MR. GROFT: It's better to get this into a forum of formal presentation and give him time to prepare for the next meeting. It's much better. I think we want to get all the parties involved into a cohesive set of presentations to address all of the issues.
DR. FAIR: As I said, surgeons, it makes no difference whether you are right or wrong, just do something.
DR. GORDON: I like that. Steve will be one of the first, if not the first people presenting at length at our next meeting. And I talked with him about that, and he and I will be talking between now and then. And so, yes, he is a very important person in this, and he is very eager to share with us his sense of where NCCAM is going and how we can help.
MR. GROFT: And I think it was important also to separate out NCCAM from the Commission. I think that was one of the reasons why we did not invite Steve specifically to come here today or tomorrow and address some of the issues.
I think it was important to hear from you and the public about the issues. Steve is more than prepared to -- we've talked to him on several occasions about his willingness to participate as much as what we need.
DR. GORDON: I think it's really important too, Bill, the research agenda is much larger than NCCAM.
DR. FAIR: Yes, absolutely.
DR. GORDON: And the research questions that we're raising go far beyond the current purview of any agency. And those are the areas I think are most important for us to consider.
DR. FAIR: Well, that's why it will be important for him to be here because he's probably thought about this question more than any of us in this audience.
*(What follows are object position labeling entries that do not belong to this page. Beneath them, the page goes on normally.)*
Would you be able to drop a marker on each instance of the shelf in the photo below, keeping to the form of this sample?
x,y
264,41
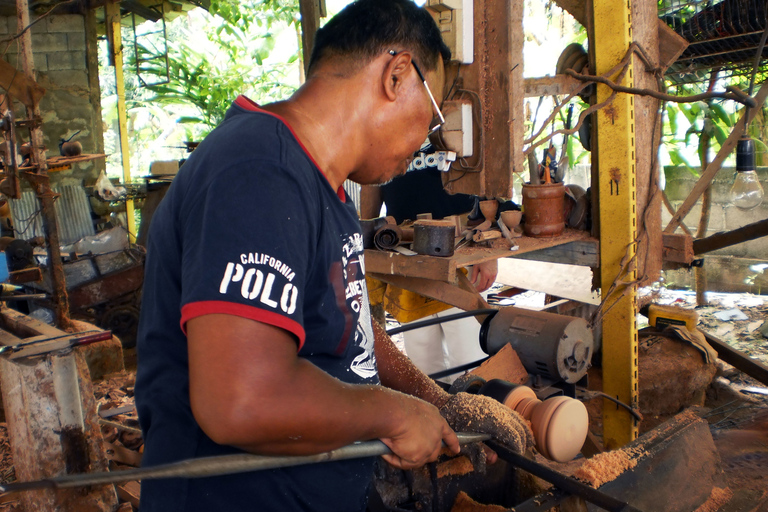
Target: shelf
x,y
444,269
DR. GORDON: I know he's thought about it a lot, but he's been doing this work only for a certain number of months. And I think that one of the things that's really important in this area is that gathered around the table are people who've been working in these areas for altogether, I don't know how many years, but it's a lot of time.
And I think that it's very important that, as Steve Groft has said, that this is very much an independent entity and that our deliberations will, hopefully, be of use to all of the Government agencies.
MR. GROFT: I think to remember, too, that after tomorrow we'll have each of you identify what working group or subcommittees you want to become involved in. And part of that process will be us talking with different people on teleconferences, arranging for the next meeting. And so I think we'll have the opportunity to get all these issues out then to express the concerns.
DR. GORDON: Are there any other comments or thoughts before we close this afternoon's session?
DR. GORDON: So just a reminder, tomorrow there will be time for public comment between 1:00 and 2:00. And we welcome that. And please let Michele Chang know if you are interested in commenting, we'd love to hear you. And if you can't make it, or know someone who can't make it, who would like to submit written material, we'd love to consider that as well. We have a statement by the President here that's just been handed out, each of you has a copy of it.
I want to personally thank everybody for what was a wonderful discussion. I really feel we've come a long way in defining the issues related to research. And we have three more areas to cover tomorrow.
And one of the wonderful things has been how we've used CAM. CAM is our doorway, it's our specific mandate. But I think what's coming out very clearly is that, while we consider CAM, there many other issues and concerns that have to be looked and understood. And then there is a context to this work that we are doing, and we are being to establish that. So thank you very much. And thank you, Steve and Michele and Terri also for the staff work.
MR. GROFT: We do need to know how many of the Commission members will attend the dinner this evening. And so if you could give Michele a quick nod or how about a hand count?
(All hands are raised.)
MR. GROFT: Everyone. And are there any other guests we need to count?
DR. GORDON: And we'll see you back here at 8:30 tomorrow morning. We'll look forward to it.
Whereupon, at 5:15 p.m., the meeting was adjourned, to be resumed July 14, 2000, at 8:30 a.m.)